The relief items include a food package that can last up to a month for a family of six or seven people, Imran Ali Shah of Save the Children Pakistan told the AP.
Although many remote villages remain beyond the reach of relief efforts, some 460,000 people have managed to reach camps set up in the regions. In Sindh province, between 3,000 and 4,000 refugees arrive every day in Karachi, the country’s largest city.
The Government estimates that more than a million homes have been destroyed while infrastructure, roads and bridges have been devastated. Although the rains stopped on Wednesday, August 31, the truce may be temporary, since the precipitation could resume in the coming days.
After this, Pakistanis will need patience to return to a semblance of normal life and most of them will have to face the coming winter months in tents and makeshift shelters.
There are not only health consequences
The consequences of the floods on food are also to be feared: thousands of hectares of cultivated land have been washed away, fields of crops such as wheat and rice are under water, and the price of vegetables and fruits has skyrocketed.
This disappearance of part of the crops “will have a strong impact on food prices, when inflation was already the number one problem,” Subhan Ullah, an economist at the University of Birmingham, told the Reuters news agency. Inflation was over 20% before the start of the monsoon season.

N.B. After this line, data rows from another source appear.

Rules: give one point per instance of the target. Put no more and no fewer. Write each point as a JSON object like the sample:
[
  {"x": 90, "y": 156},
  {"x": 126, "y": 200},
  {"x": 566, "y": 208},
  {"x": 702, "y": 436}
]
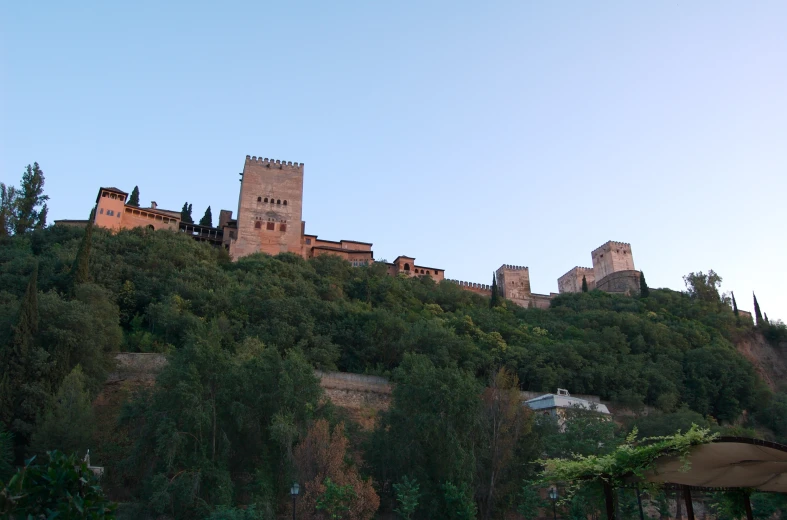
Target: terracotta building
[
  {"x": 270, "y": 220},
  {"x": 613, "y": 271}
]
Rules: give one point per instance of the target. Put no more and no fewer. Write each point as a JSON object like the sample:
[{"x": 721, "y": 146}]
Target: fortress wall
[
  {"x": 275, "y": 181},
  {"x": 353, "y": 391},
  {"x": 513, "y": 281},
  {"x": 572, "y": 281},
  {"x": 612, "y": 257},
  {"x": 478, "y": 288},
  {"x": 542, "y": 301},
  {"x": 621, "y": 282}
]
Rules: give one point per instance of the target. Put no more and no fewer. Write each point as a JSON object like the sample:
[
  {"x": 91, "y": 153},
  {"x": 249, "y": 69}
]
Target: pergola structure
[{"x": 724, "y": 464}]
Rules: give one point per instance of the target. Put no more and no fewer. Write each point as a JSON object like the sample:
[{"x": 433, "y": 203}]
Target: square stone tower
[
  {"x": 572, "y": 280},
  {"x": 612, "y": 257},
  {"x": 513, "y": 282},
  {"x": 270, "y": 208}
]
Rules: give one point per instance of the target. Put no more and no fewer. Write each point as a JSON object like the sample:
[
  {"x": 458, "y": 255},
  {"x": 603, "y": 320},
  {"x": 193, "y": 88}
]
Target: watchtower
[
  {"x": 513, "y": 282},
  {"x": 270, "y": 208},
  {"x": 611, "y": 258}
]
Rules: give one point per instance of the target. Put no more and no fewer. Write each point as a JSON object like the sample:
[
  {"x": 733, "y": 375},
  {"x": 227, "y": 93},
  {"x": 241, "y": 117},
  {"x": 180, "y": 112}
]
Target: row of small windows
[
  {"x": 270, "y": 226},
  {"x": 151, "y": 216},
  {"x": 272, "y": 201},
  {"x": 112, "y": 195},
  {"x": 418, "y": 271},
  {"x": 109, "y": 212}
]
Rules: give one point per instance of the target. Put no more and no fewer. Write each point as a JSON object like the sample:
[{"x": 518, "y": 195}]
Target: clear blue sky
[{"x": 465, "y": 135}]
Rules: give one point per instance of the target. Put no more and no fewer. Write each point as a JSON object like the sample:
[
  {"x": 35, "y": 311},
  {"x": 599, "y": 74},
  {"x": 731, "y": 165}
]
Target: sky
[{"x": 465, "y": 135}]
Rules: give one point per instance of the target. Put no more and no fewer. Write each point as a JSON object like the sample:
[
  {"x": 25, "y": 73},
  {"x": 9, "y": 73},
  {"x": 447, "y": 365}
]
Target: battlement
[
  {"x": 471, "y": 285},
  {"x": 512, "y": 267},
  {"x": 609, "y": 244},
  {"x": 577, "y": 268},
  {"x": 273, "y": 163}
]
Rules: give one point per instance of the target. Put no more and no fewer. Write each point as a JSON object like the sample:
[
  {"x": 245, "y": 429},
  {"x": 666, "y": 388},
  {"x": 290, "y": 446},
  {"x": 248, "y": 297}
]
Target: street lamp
[
  {"x": 553, "y": 498},
  {"x": 294, "y": 492}
]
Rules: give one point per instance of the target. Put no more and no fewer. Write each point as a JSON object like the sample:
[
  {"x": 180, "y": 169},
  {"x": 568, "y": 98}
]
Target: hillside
[{"x": 236, "y": 331}]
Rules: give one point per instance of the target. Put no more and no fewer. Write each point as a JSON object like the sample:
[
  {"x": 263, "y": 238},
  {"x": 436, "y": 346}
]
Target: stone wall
[
  {"x": 136, "y": 366},
  {"x": 610, "y": 258},
  {"x": 269, "y": 208},
  {"x": 478, "y": 288},
  {"x": 355, "y": 392},
  {"x": 513, "y": 282},
  {"x": 621, "y": 282},
  {"x": 572, "y": 281}
]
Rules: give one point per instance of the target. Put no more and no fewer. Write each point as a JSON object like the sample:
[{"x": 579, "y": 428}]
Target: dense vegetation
[{"x": 237, "y": 414}]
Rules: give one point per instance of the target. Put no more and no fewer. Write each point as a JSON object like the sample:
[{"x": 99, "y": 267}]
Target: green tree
[
  {"x": 459, "y": 504},
  {"x": 24, "y": 367},
  {"x": 704, "y": 287},
  {"x": 644, "y": 290},
  {"x": 207, "y": 218},
  {"x": 735, "y": 307},
  {"x": 495, "y": 300},
  {"x": 62, "y": 488},
  {"x": 529, "y": 501},
  {"x": 30, "y": 208},
  {"x": 133, "y": 200},
  {"x": 757, "y": 314},
  {"x": 335, "y": 500},
  {"x": 185, "y": 214},
  {"x": 68, "y": 422},
  {"x": 80, "y": 270},
  {"x": 7, "y": 205},
  {"x": 504, "y": 421},
  {"x": 6, "y": 453},
  {"x": 407, "y": 496},
  {"x": 431, "y": 430}
]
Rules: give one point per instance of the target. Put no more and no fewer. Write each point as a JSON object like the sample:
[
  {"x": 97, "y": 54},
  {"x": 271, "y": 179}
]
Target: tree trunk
[
  {"x": 213, "y": 400},
  {"x": 689, "y": 504},
  {"x": 747, "y": 503},
  {"x": 609, "y": 499}
]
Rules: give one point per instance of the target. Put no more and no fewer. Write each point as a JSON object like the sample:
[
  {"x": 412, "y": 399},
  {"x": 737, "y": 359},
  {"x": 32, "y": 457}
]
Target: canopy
[{"x": 729, "y": 462}]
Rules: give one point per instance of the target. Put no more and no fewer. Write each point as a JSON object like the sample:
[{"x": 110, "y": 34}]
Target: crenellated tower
[
  {"x": 270, "y": 208},
  {"x": 513, "y": 282}
]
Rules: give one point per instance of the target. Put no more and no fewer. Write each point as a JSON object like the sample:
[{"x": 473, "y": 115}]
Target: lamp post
[
  {"x": 553, "y": 498},
  {"x": 294, "y": 492}
]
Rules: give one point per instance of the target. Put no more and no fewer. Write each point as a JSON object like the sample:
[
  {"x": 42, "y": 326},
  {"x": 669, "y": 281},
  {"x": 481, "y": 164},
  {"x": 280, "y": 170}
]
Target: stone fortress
[{"x": 269, "y": 220}]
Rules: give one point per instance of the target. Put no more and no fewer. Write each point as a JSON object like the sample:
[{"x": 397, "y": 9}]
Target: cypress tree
[
  {"x": 757, "y": 313},
  {"x": 185, "y": 214},
  {"x": 133, "y": 200},
  {"x": 207, "y": 219},
  {"x": 495, "y": 300},
  {"x": 644, "y": 290},
  {"x": 80, "y": 271},
  {"x": 31, "y": 195},
  {"x": 24, "y": 395}
]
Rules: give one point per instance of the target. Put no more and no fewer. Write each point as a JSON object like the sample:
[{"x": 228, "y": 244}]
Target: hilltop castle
[{"x": 269, "y": 220}]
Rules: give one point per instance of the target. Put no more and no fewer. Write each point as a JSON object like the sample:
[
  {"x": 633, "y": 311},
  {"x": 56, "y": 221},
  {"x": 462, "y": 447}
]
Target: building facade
[{"x": 270, "y": 220}]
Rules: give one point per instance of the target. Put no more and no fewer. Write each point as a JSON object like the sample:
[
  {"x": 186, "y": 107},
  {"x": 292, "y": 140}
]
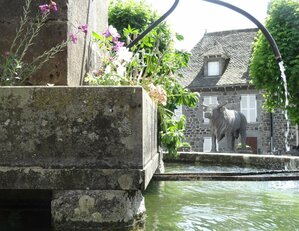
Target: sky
[{"x": 192, "y": 18}]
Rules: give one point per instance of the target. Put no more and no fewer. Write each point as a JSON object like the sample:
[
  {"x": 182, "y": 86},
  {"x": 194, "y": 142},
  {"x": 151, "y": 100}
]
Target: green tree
[
  {"x": 283, "y": 23},
  {"x": 157, "y": 63}
]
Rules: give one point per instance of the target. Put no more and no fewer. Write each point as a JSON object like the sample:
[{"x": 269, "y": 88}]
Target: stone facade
[
  {"x": 94, "y": 148},
  {"x": 233, "y": 48}
]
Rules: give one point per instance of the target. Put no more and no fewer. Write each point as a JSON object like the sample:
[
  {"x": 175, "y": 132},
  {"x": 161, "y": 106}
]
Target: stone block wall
[
  {"x": 94, "y": 148},
  {"x": 196, "y": 130}
]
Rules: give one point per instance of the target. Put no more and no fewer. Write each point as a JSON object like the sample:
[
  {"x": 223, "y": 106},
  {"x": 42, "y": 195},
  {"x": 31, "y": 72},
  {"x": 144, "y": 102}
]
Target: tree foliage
[
  {"x": 283, "y": 23},
  {"x": 157, "y": 63}
]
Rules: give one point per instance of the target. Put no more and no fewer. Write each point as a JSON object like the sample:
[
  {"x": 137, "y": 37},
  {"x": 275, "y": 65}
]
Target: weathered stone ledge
[{"x": 259, "y": 161}]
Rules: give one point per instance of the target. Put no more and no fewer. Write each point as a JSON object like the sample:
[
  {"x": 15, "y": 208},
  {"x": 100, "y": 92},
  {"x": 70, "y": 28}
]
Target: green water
[{"x": 213, "y": 205}]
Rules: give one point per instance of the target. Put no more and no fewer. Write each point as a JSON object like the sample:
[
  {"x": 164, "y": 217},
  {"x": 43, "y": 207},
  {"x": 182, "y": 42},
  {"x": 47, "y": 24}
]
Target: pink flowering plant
[
  {"x": 146, "y": 65},
  {"x": 120, "y": 66},
  {"x": 14, "y": 67}
]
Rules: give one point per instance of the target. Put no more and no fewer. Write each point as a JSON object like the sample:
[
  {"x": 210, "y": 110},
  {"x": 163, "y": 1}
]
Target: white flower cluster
[{"x": 158, "y": 94}]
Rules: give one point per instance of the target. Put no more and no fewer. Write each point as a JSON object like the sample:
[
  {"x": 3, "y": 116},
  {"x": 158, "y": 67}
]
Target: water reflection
[{"x": 212, "y": 205}]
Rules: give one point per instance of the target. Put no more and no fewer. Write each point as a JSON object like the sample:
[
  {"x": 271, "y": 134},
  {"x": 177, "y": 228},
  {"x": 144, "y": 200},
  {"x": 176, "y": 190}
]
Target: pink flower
[
  {"x": 73, "y": 38},
  {"x": 44, "y": 8},
  {"x": 118, "y": 45},
  {"x": 83, "y": 28},
  {"x": 111, "y": 31},
  {"x": 53, "y": 5}
]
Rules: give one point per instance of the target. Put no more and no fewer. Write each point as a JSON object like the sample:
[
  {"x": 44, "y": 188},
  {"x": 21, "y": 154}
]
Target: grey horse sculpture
[{"x": 226, "y": 123}]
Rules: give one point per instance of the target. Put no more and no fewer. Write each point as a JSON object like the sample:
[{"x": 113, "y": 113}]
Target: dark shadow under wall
[{"x": 25, "y": 210}]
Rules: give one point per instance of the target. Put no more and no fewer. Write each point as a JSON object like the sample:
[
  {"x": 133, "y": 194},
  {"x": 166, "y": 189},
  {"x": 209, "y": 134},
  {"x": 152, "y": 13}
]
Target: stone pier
[{"x": 94, "y": 148}]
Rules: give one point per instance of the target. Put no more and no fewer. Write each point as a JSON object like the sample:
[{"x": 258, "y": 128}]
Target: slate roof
[{"x": 234, "y": 45}]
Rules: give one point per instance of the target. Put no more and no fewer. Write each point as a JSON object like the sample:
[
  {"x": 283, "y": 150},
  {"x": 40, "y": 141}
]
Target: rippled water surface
[{"x": 226, "y": 205}]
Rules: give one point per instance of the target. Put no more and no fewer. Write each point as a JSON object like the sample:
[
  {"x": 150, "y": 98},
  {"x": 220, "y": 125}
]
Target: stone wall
[
  {"x": 196, "y": 129},
  {"x": 69, "y": 66},
  {"x": 95, "y": 148}
]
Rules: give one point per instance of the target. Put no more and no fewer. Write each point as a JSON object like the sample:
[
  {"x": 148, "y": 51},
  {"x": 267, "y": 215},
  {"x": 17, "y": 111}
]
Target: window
[
  {"x": 209, "y": 100},
  {"x": 248, "y": 107},
  {"x": 213, "y": 68}
]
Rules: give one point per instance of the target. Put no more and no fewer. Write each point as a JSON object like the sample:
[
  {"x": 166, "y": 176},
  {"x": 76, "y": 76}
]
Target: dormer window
[
  {"x": 215, "y": 61},
  {"x": 213, "y": 68}
]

“The floods have particularly affected the regions of Punjab and Sindh, considered Pakistan’s food baskets, and shortages are beginning to be felt in the country’s markets, causing prices to rise,” Reuters reported. “We will have to import the fruits and vegetables, which is another increase,” added Subhan Ullah.
Finally, the impact on the country’s industry and economy will be significant, since 90% of the cotton fields have been destroyed. Cotton is used to supply the textile sector, which represents more than 60% of exports.